Gericht: Landesarbeitsgericht Düsseldorf
Urteil verkündet am 11.02.2004
Aktenzeichen: 12 Sa 1603/03
Rechtsgebiete: AWbG NW


Vorschriften:

AWbG NW § 1
AWbG NW § 5
AWbG NW § 2
Zur Frage, ob es sich bei einem Seminar zu dem Thema "Kampagnen ? - Oft gehört, jetzt geplant! Kampagnen erfolgreich planen und organisieren" um politische Weiterbildung i.S.v. § 1 AWbG NW handelt, zur "Gleichwohlerklärung" und Freistellungsfiktion nach § 5 AWbG NW.
LANDESARBEITSGERICHT DÜSSELDORF IM NAMEN DES VOLKES URTEIL

In Sachen

hat die 12. Kammer des Landesarbeitsgerichts Düsseldorf auf die mündliche Verhandlung vom 11.02.2004 durch den Vorsitzenden Richter am Landesarbeittsgericht Dr. Plüm als Vorsitzenden sowie den ehrenamtlichen Richter Becker und die ehrenamtliche Richterin Bargenda

für Recht erkannt:

Tenor:

Die Berufung des Klägers gegen das Urteil des Arbeitsgerichts Düsseldorf vom 23.07.2003 wird kostenfällig zurückgewiesen.

Die Revision wird zugelassen.

Tatbestand:

Die tarifgebundenen Parteien streiten darum, ob dem Kläger Entgeltfortzahlung nach § 7 AWbG NRW für die Teilnahme an einem einwöchigen, vom ver.di-Institut für Bildung, Medien und Kunst veranstalteten Schulungsseminar zum Thema "Kampagnen? ­ Oft gehört, jetzt geplant! Kampagnen erfolgreich planen und organisieren" zusteht.
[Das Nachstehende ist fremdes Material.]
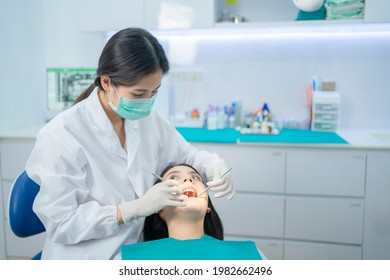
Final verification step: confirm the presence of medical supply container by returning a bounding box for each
[311,91,341,132]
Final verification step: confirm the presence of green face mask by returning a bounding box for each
[108,86,156,121]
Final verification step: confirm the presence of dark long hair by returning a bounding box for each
[74,27,170,104]
[143,163,224,241]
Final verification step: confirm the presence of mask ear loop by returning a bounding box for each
[107,83,119,110]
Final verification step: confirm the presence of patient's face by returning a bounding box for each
[160,165,209,220]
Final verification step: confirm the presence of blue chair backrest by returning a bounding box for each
[9,171,45,238]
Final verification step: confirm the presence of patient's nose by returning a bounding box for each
[183,176,193,183]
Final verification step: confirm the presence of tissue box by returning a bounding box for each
[311,91,340,132]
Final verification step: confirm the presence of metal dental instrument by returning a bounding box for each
[143,168,164,181]
[197,168,232,197]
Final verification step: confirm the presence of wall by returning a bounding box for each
[157,29,390,130]
[1,1,389,131]
[0,0,45,131]
[0,0,104,131]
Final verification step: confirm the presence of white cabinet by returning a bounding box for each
[363,150,390,259]
[0,141,36,180]
[194,144,286,193]
[213,193,284,238]
[0,139,44,259]
[144,0,216,30]
[286,149,366,197]
[78,0,216,32]
[78,0,145,32]
[192,143,372,260]
[284,241,362,260]
[285,196,364,244]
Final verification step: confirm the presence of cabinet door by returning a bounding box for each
[212,193,284,238]
[285,196,364,245]
[2,181,46,259]
[286,149,366,197]
[144,0,215,30]
[193,144,286,193]
[363,151,390,259]
[78,0,144,32]
[0,140,35,180]
[284,241,362,260]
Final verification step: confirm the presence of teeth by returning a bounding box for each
[182,188,196,197]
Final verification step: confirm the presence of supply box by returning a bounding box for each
[311,91,340,132]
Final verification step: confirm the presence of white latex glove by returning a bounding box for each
[206,165,235,200]
[118,180,187,224]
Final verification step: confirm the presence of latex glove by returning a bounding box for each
[118,180,187,224]
[206,165,235,200]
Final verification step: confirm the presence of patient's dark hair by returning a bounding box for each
[143,163,224,241]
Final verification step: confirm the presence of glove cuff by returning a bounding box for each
[118,200,141,225]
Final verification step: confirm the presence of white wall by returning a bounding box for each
[0,0,104,131]
[0,0,45,131]
[1,1,389,131]
[158,30,390,130]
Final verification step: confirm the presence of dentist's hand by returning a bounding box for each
[207,165,235,200]
[118,180,187,224]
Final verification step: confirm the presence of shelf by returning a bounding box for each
[215,19,364,29]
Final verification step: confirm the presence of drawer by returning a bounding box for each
[0,140,35,180]
[212,193,285,238]
[313,113,339,122]
[313,103,339,113]
[284,241,362,260]
[311,122,338,131]
[285,197,364,245]
[193,144,286,194]
[286,149,366,197]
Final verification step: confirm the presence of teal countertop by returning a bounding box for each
[176,128,349,145]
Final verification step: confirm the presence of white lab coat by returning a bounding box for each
[26,89,224,259]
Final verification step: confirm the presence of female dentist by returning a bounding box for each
[25,27,234,260]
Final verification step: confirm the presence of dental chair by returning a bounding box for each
[8,171,45,260]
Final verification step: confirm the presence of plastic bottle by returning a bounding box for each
[229,104,236,129]
[217,106,226,129]
[207,105,217,130]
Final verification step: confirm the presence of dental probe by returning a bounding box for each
[197,168,232,197]
[143,168,164,181]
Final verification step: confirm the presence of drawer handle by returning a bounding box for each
[352,155,365,160]
[350,203,362,207]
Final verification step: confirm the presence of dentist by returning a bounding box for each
[25,27,234,259]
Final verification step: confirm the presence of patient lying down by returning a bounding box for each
[121,163,266,260]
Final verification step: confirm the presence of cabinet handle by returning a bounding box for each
[350,202,362,207]
[352,155,365,160]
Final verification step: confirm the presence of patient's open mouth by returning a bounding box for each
[182,188,197,198]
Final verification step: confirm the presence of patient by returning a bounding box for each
[121,163,265,260]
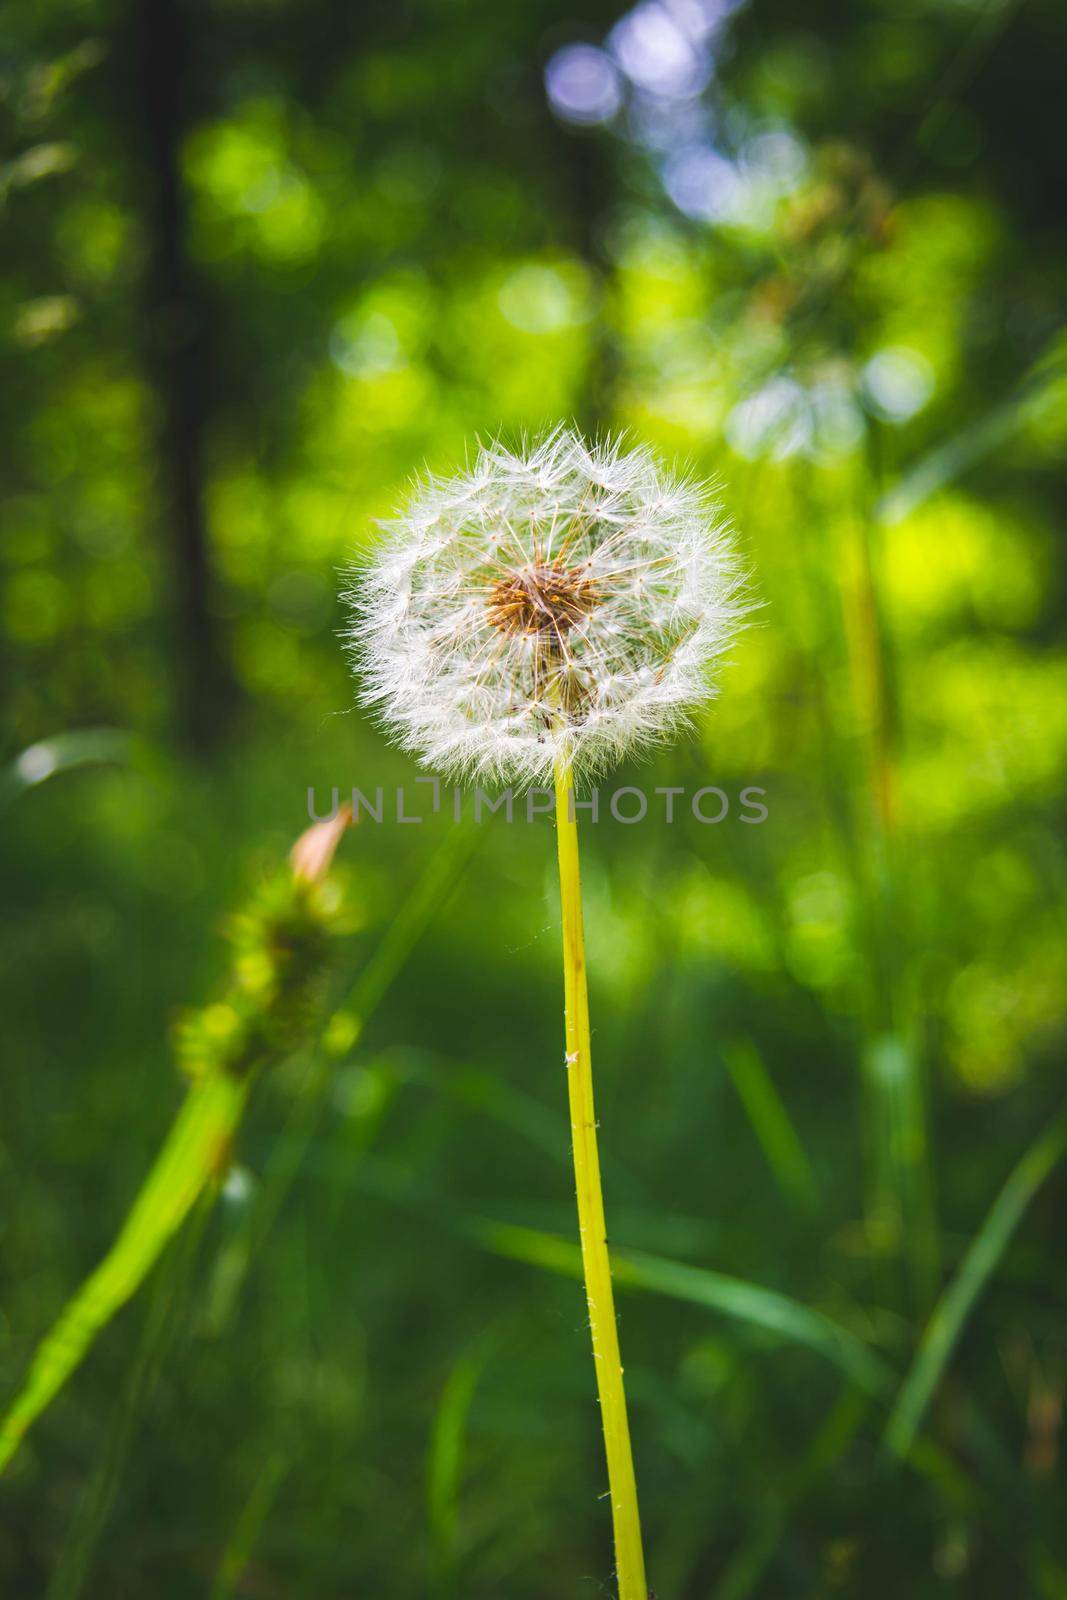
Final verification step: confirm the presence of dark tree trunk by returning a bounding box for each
[133,0,233,751]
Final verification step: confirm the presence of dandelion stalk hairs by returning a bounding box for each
[345,427,742,1600]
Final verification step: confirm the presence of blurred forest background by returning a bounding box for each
[2,0,1067,1595]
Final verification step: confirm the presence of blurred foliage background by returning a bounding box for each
[2,0,1067,1595]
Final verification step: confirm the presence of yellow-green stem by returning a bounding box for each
[554,757,647,1600]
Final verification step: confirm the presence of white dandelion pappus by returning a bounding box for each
[345,427,744,786]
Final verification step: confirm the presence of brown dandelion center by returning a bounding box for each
[486,561,599,638]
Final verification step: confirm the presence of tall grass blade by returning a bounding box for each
[427,1338,492,1598]
[884,1103,1067,1459]
[210,1449,289,1600]
[0,1073,247,1473]
[722,1041,818,1210]
[44,1198,211,1600]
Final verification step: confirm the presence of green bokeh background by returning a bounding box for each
[2,0,1066,1595]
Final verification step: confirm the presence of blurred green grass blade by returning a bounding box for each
[884,1103,1067,1460]
[340,825,478,1029]
[472,1220,892,1397]
[0,1073,247,1473]
[211,1449,289,1600]
[427,1337,492,1598]
[345,1159,889,1394]
[398,1051,575,1167]
[863,1033,941,1312]
[876,394,1029,526]
[45,1198,211,1600]
[392,1052,729,1256]
[722,1042,818,1211]
[713,1385,868,1600]
[875,335,1067,526]
[1,728,132,804]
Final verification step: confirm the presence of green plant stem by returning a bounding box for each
[0,1072,247,1473]
[554,757,647,1600]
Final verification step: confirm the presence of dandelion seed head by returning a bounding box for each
[344,426,745,785]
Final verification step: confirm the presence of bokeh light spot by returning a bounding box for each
[862,347,935,422]
[545,44,621,125]
[609,2,711,97]
[497,264,591,334]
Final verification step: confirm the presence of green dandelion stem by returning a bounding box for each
[555,755,648,1600]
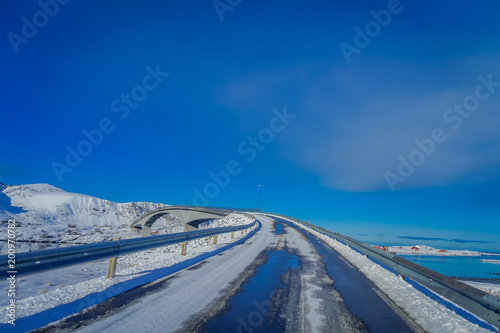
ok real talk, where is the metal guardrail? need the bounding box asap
[0,217,257,277]
[266,213,500,331]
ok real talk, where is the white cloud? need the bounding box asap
[216,55,500,192]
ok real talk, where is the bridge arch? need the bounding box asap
[131,206,231,236]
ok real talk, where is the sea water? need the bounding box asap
[399,253,500,280]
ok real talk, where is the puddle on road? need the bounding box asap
[200,247,299,333]
[273,220,284,234]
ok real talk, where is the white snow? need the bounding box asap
[480,259,500,264]
[383,245,487,257]
[273,216,497,333]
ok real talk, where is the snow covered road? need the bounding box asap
[29,215,496,333]
[53,216,277,332]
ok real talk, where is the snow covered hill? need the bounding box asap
[0,183,182,244]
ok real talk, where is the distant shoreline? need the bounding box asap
[372,244,500,257]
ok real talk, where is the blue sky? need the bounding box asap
[1,0,500,250]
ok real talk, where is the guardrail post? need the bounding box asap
[107,257,117,278]
[213,235,217,245]
[181,242,188,256]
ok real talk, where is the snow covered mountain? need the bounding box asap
[0,183,182,244]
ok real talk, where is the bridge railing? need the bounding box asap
[175,205,262,213]
[266,213,500,332]
[0,213,257,278]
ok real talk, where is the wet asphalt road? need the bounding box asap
[196,217,418,333]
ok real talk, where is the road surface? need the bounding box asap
[37,215,420,332]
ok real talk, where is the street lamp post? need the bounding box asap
[258,185,262,211]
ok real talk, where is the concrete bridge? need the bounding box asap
[131,206,240,236]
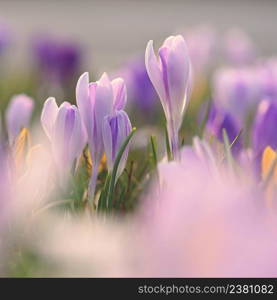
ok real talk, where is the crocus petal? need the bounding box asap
[5,94,34,144]
[53,102,72,166]
[167,36,191,130]
[76,72,92,136]
[112,78,127,111]
[69,105,87,163]
[162,35,175,48]
[145,40,166,105]
[95,73,113,123]
[41,97,58,139]
[102,110,132,178]
[93,73,113,161]
[115,111,132,178]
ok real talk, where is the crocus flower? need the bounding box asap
[0,23,11,55]
[5,94,34,145]
[122,57,158,113]
[252,99,277,175]
[138,158,276,277]
[102,110,132,179]
[41,97,87,179]
[76,72,127,198]
[204,103,242,154]
[32,35,81,84]
[213,67,261,121]
[145,35,191,159]
[257,58,277,100]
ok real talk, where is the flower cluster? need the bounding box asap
[1,28,277,278]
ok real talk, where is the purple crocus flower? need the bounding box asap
[76,72,127,198]
[205,103,242,154]
[103,110,132,179]
[5,94,34,145]
[145,35,191,159]
[213,67,261,121]
[252,100,277,169]
[0,24,11,55]
[41,97,87,179]
[33,35,81,84]
[257,58,277,100]
[123,57,158,113]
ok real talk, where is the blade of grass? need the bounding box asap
[229,129,243,150]
[97,174,110,211]
[150,135,158,167]
[198,99,212,137]
[222,128,235,171]
[106,128,137,210]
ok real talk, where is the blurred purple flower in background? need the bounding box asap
[205,103,242,154]
[252,99,277,165]
[257,58,277,100]
[145,35,191,159]
[103,110,132,179]
[223,28,256,66]
[213,67,261,121]
[0,23,11,55]
[121,57,158,113]
[5,94,34,145]
[41,97,87,180]
[32,35,82,84]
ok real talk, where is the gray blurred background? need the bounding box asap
[1,0,277,74]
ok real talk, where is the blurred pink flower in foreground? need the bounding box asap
[136,154,277,277]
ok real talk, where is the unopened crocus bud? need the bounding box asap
[41,97,87,179]
[76,72,127,197]
[5,94,34,145]
[145,35,191,159]
[103,110,132,179]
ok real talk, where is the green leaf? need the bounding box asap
[164,125,172,161]
[98,174,110,211]
[150,135,158,167]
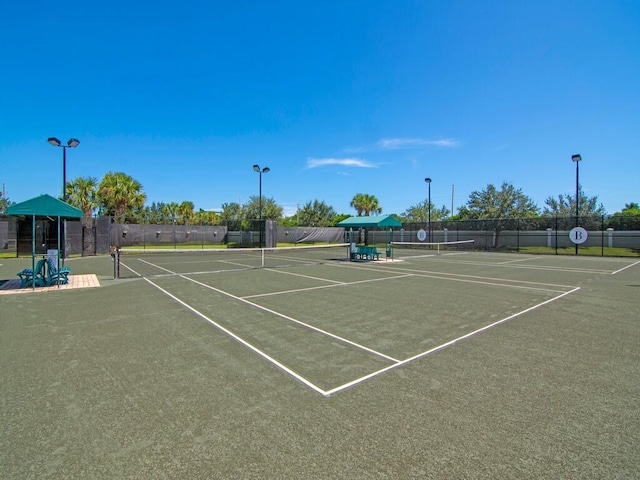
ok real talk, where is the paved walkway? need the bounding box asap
[0,274,100,295]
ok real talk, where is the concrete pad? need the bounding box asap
[0,274,100,295]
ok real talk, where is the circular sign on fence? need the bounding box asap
[417,229,427,241]
[569,226,588,245]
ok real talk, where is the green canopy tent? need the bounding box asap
[337,215,403,258]
[7,194,83,288]
[337,215,403,229]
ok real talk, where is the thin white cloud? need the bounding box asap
[306,157,376,169]
[377,138,459,149]
[342,145,367,154]
[490,144,510,152]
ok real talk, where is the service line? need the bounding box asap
[324,286,581,396]
[612,260,640,275]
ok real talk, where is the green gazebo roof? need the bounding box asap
[7,194,83,218]
[337,215,402,228]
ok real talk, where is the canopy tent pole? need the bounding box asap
[57,215,61,286]
[31,215,36,289]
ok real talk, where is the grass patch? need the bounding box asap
[519,246,640,257]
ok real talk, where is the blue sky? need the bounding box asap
[2,1,638,217]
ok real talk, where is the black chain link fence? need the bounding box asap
[2,214,638,257]
[374,215,640,256]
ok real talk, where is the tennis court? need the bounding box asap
[1,246,639,478]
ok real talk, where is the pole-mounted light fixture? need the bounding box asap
[47,137,80,263]
[253,164,270,247]
[571,154,582,255]
[425,177,432,242]
[48,137,80,201]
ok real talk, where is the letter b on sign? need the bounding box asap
[569,227,588,245]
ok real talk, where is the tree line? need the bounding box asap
[1,173,638,228]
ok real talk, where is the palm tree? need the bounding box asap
[163,202,180,224]
[178,201,195,225]
[350,193,382,216]
[66,176,98,227]
[350,193,365,216]
[97,172,146,222]
[194,209,219,225]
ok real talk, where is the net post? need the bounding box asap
[111,246,120,279]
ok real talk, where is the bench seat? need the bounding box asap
[17,259,47,288]
[45,258,70,286]
[354,246,380,261]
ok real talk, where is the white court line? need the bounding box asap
[351,260,582,289]
[335,262,574,293]
[497,256,543,265]
[406,251,469,257]
[416,258,613,274]
[244,273,414,299]
[397,251,469,260]
[218,259,260,269]
[138,258,176,274]
[119,261,143,277]
[612,260,640,275]
[137,257,258,276]
[182,275,401,363]
[141,277,328,396]
[123,258,247,277]
[121,256,584,397]
[133,257,395,360]
[126,257,401,394]
[323,286,581,396]
[242,282,347,299]
[149,256,257,271]
[398,254,437,260]
[265,268,346,284]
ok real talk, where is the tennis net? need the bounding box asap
[390,240,475,258]
[114,243,350,278]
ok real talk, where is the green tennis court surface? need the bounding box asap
[2,250,638,477]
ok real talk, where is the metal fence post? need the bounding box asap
[601,214,605,257]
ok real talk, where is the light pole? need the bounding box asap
[48,137,80,201]
[571,154,581,254]
[253,164,270,247]
[425,177,432,242]
[48,137,79,261]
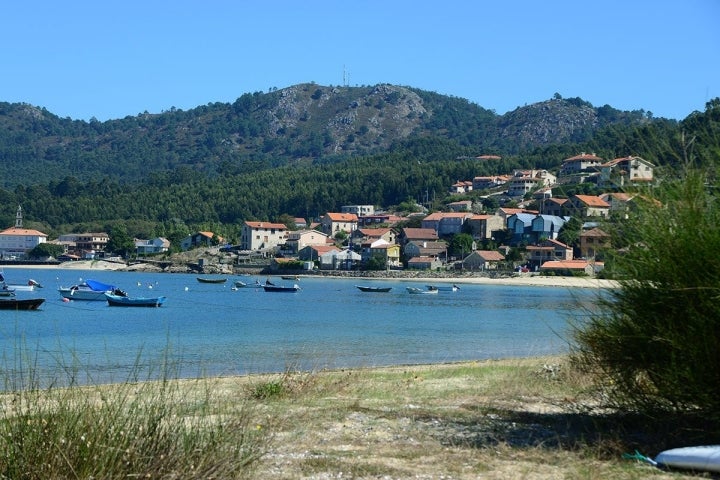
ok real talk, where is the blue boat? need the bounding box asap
[105,293,166,307]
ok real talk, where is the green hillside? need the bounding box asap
[0,84,717,245]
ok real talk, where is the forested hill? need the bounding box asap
[0,83,660,188]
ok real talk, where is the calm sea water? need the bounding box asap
[0,268,602,387]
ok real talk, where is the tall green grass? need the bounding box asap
[0,350,270,479]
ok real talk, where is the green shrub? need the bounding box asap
[571,170,720,420]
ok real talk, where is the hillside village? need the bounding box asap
[0,152,653,277]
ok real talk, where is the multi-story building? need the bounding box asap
[240,222,287,251]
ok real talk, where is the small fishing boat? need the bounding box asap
[234,279,264,288]
[263,282,300,292]
[105,293,166,307]
[407,286,439,295]
[356,285,392,293]
[196,277,227,284]
[425,284,460,292]
[281,275,300,281]
[1,278,43,292]
[59,279,126,301]
[0,298,45,310]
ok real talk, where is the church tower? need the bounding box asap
[15,205,23,228]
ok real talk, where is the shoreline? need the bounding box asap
[4,259,618,289]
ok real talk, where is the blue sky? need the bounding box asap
[2,1,718,121]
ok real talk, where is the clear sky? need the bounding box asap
[2,0,718,121]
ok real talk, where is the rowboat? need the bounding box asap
[263,283,300,292]
[407,286,439,295]
[105,293,166,307]
[0,298,45,310]
[196,277,227,284]
[356,285,392,293]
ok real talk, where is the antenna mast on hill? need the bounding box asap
[343,65,350,87]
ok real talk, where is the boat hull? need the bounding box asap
[59,287,110,301]
[407,287,438,295]
[105,293,166,307]
[196,277,227,284]
[0,298,45,310]
[356,285,392,293]
[263,284,300,292]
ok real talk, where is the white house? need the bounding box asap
[240,221,287,251]
[285,229,331,253]
[321,213,358,237]
[0,206,48,259]
[135,237,171,255]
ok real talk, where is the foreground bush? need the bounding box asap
[572,170,720,420]
[0,365,269,479]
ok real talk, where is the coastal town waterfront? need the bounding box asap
[0,266,606,387]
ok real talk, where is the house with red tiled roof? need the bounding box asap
[240,221,287,251]
[449,180,473,195]
[181,231,225,251]
[599,156,654,187]
[507,169,557,197]
[526,239,573,270]
[472,175,509,190]
[465,214,505,240]
[560,152,604,176]
[285,229,331,253]
[0,206,48,259]
[352,227,395,245]
[298,244,340,262]
[538,197,568,216]
[540,259,604,276]
[496,207,538,221]
[421,212,474,236]
[564,195,610,218]
[398,228,439,246]
[404,240,448,261]
[462,250,506,270]
[320,212,358,237]
[407,256,443,270]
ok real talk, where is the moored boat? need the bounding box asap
[407,286,439,295]
[196,277,227,284]
[263,282,300,292]
[234,279,264,288]
[59,279,125,301]
[1,279,43,292]
[356,285,392,293]
[105,293,166,307]
[0,297,45,310]
[425,284,459,292]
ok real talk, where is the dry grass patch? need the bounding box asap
[243,357,706,479]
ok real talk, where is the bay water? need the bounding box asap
[0,268,601,387]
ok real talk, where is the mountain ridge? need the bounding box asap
[0,83,660,188]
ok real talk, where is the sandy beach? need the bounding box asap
[4,259,618,289]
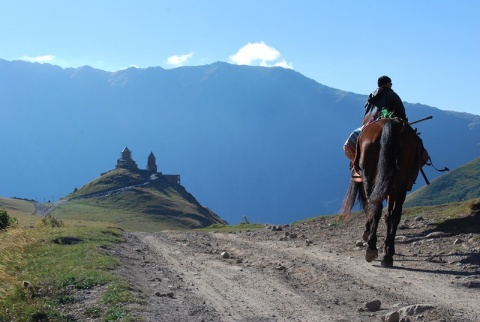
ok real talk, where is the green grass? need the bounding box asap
[402,198,479,221]
[405,157,480,207]
[52,199,198,232]
[0,213,133,321]
[0,197,36,220]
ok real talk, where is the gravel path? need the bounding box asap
[106,212,480,322]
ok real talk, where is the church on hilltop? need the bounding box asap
[115,146,180,184]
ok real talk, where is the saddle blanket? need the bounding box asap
[344,127,362,161]
[343,118,382,162]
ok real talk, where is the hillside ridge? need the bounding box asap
[59,167,227,229]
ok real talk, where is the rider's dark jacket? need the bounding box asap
[363,87,406,125]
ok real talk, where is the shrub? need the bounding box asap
[41,215,64,228]
[0,209,18,230]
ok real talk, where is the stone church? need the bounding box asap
[115,146,180,184]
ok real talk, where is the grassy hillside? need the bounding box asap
[68,168,146,198]
[405,157,480,207]
[0,197,35,214]
[56,168,227,231]
[0,197,44,227]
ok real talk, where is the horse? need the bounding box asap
[341,118,421,267]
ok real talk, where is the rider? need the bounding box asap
[362,75,406,125]
[344,75,429,182]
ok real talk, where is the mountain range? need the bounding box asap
[1,59,479,224]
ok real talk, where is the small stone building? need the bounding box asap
[115,146,180,184]
[116,147,138,170]
[146,152,158,173]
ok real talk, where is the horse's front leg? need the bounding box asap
[365,202,383,262]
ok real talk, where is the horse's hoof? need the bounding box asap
[381,255,394,267]
[365,248,378,262]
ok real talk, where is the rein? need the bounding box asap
[425,157,450,172]
[406,115,449,185]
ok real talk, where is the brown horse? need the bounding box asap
[341,118,421,267]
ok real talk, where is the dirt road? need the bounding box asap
[108,213,479,322]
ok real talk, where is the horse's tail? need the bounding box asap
[340,181,366,218]
[369,120,399,203]
[341,181,358,217]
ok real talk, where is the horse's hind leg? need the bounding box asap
[382,192,406,267]
[365,202,383,262]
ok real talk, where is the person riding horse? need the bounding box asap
[344,75,428,182]
[341,77,445,267]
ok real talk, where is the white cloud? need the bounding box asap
[274,60,293,69]
[229,42,293,69]
[167,53,193,66]
[20,55,55,63]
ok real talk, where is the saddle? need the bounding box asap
[344,114,428,183]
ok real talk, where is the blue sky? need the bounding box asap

Der Kläger ist bei dem beklagten Verlag in der EDV-Abteilung beschäftigt. Er ist Mitglied des bei der Beklagten gewählten Betriebsrats; im Jahr 2002 war er Ersatzmitglied.

Anlässlich einer vom Kläger vorgelegten Mitteilung des ver.di-Instituts für Bildung, Medien und Kunst vom 21.05.2002, dass er "entsprechend § 5 Abs. 1 AWbG an einer Bildungsveranstaltung der politischen Bildung vom 04.11.2002 bis 08.11.2002" teilnehmen werde, kam es zunächst am 27.05.2002 zwischen dem Kläger und seinem Vorgesetzten in der Abteilung zu einem Gespräch. Dabei erhob der Vorgesetzte keine Einwände. Nach Vortrag der Beklagten ging es nur um den Zeitpunkt des Bildungsurlaubs. Der Kläger hält entgegen, dass sein Vorgesetzter generell keine Einwände erhoben habe.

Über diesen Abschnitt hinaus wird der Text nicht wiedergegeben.